Binarize both of the images from the previous question by setting pixel values equal to 1 if they are greater than the mean value for that pixel and equal to 0 if they are less than the mean value for that pixel.
In plain English, what are we actually doing when we binarize an image? How does the new pixel value relate to the pixel value of the original image and the mean value for that pixel across all images with that label?
What is the index of the most dissimilar image in category "3" in the training set for the regular images? What about the most similar image? Does this change for the binarized images? If so, why? Make sure to plot all four images with approproate labels.
What do you think the effect of binarizing these images is from a machine learning perspective? How does binarization of images (converting pixel values to 0 or 1 based on a threshold) affect the representation of features, and what might be the benefits and limitations of this approach?
How does what you've just done relate to the idea of standardizing data? Why might it be important to standardize our data before using it to train a model?
Describe how calculating a pixel-wise mean or standard deviation for a set of images can help you understand variations within a category. What does a high standard deviation indicate in this context?
3. Model Training, Validation, and Intepretation
3.1 Support Vector Machine
From the training dataset, select only images from categories "3" and "9".Subdivide the data into Set1 and Set2, with 60% of the data in Set1 and 40% in Set2. Replace category labels with 0 for 3 and 1 for 9. Use Set1 to train a linear support vector machine classifier with default parameters and predict the class labels for Set2. What is the prediction accuracy using the model trained on the training set? What is the prediction accuracy using the model trained on the testing set?

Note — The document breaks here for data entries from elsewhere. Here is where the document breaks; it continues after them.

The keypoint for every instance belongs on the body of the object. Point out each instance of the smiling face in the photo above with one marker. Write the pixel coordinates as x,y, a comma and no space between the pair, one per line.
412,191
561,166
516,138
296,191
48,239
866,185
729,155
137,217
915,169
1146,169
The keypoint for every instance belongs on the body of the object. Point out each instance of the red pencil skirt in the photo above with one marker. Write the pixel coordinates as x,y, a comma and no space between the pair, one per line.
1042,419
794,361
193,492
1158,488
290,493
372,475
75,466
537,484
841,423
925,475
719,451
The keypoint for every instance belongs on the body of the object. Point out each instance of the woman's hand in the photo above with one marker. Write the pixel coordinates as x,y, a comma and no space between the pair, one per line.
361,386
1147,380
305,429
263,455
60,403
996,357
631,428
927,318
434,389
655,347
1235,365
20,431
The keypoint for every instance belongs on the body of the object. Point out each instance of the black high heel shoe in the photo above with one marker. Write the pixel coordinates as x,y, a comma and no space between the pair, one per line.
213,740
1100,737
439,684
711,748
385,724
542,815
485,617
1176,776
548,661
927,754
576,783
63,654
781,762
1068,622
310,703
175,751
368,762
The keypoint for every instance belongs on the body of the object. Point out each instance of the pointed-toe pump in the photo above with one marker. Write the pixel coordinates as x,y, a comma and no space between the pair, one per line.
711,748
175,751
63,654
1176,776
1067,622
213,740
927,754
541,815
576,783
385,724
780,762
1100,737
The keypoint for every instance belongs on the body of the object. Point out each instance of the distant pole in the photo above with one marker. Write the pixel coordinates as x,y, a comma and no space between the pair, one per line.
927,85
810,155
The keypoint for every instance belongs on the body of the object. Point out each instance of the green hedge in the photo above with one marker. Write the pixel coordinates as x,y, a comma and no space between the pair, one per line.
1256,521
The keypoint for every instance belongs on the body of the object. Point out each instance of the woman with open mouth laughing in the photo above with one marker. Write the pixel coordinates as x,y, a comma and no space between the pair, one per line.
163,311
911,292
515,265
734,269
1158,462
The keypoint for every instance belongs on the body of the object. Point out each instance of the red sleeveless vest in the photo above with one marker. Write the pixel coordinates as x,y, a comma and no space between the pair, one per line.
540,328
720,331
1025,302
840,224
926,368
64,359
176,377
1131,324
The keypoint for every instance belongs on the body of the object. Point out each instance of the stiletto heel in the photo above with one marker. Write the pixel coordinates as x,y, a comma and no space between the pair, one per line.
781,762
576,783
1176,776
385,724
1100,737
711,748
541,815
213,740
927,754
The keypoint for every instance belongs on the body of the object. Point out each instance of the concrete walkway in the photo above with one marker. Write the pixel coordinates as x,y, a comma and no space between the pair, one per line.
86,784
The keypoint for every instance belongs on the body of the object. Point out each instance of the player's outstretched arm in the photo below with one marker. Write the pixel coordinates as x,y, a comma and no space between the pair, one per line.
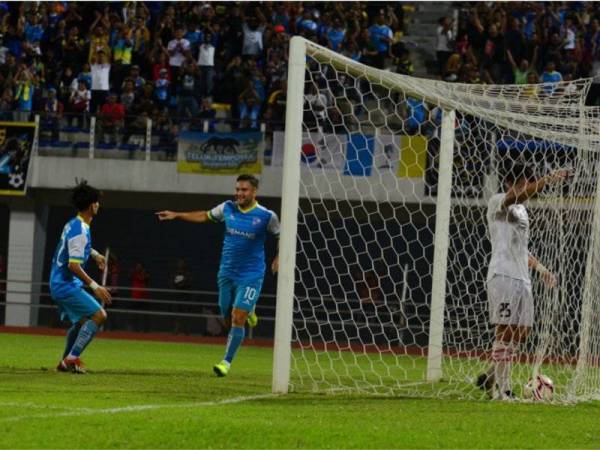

3.2 Modeling with Engineered Data
We describe each image by using a reduced set of features (compared to n = 784 initial features for each pixel value) as follows:
● Binarize the image by setting the pixel values to 1 if they are greater than 128 and 0 otherwise.
● For each image row i, find n_i, the sum of 1's in the row (28 features).
● For each image column j, find n_j, the sum of 1's in the column (28 features).
● Concatenate these features to form. a feature vector of 56 features.
What is the prediction accuracy using an SVM model trained on the training set? What is the prediction accuracy using an SVM model trained on the testing set? How about the prediction accuracy of a KNN model trained on the training set? And on the testing set? What does this tell you about the potential impacts of feature engineering?
3.3 K-Nearest Neighbors
In the training and testing datasets, select images in the categories 1, 3, 5, 7, and 9. Train a k-NN classifier using 4 to 40 nearest neighbors, with a step size of 4.
For k = 4, what is the label that was predicted with lowest accuracy?
For k = 20, what is the label that was predicted with lowest accuracy?
What is the label pair that was confused most often (i.e., class A is labeled as B, and vice versa)?
Visualize 5 mislabeled samples with their actual and predicted labels.
Based on the patterns in the pixel values for each category, which labels (numbers) do you think the model might struggle to identify or distinguish from one another? Explain why certain labels might be more challenging to separate, considering the similarity in pixel patterns or shapes.
3.4 Comprehension Questions
Why is it important to have separate training and testing datasets? What potential issues arise if you use the same data for both training and evaluation?
If you achieve a high accuracy on the training set but a lower accuracy on the testing set, what might this indicate about your model’s performance and generalization?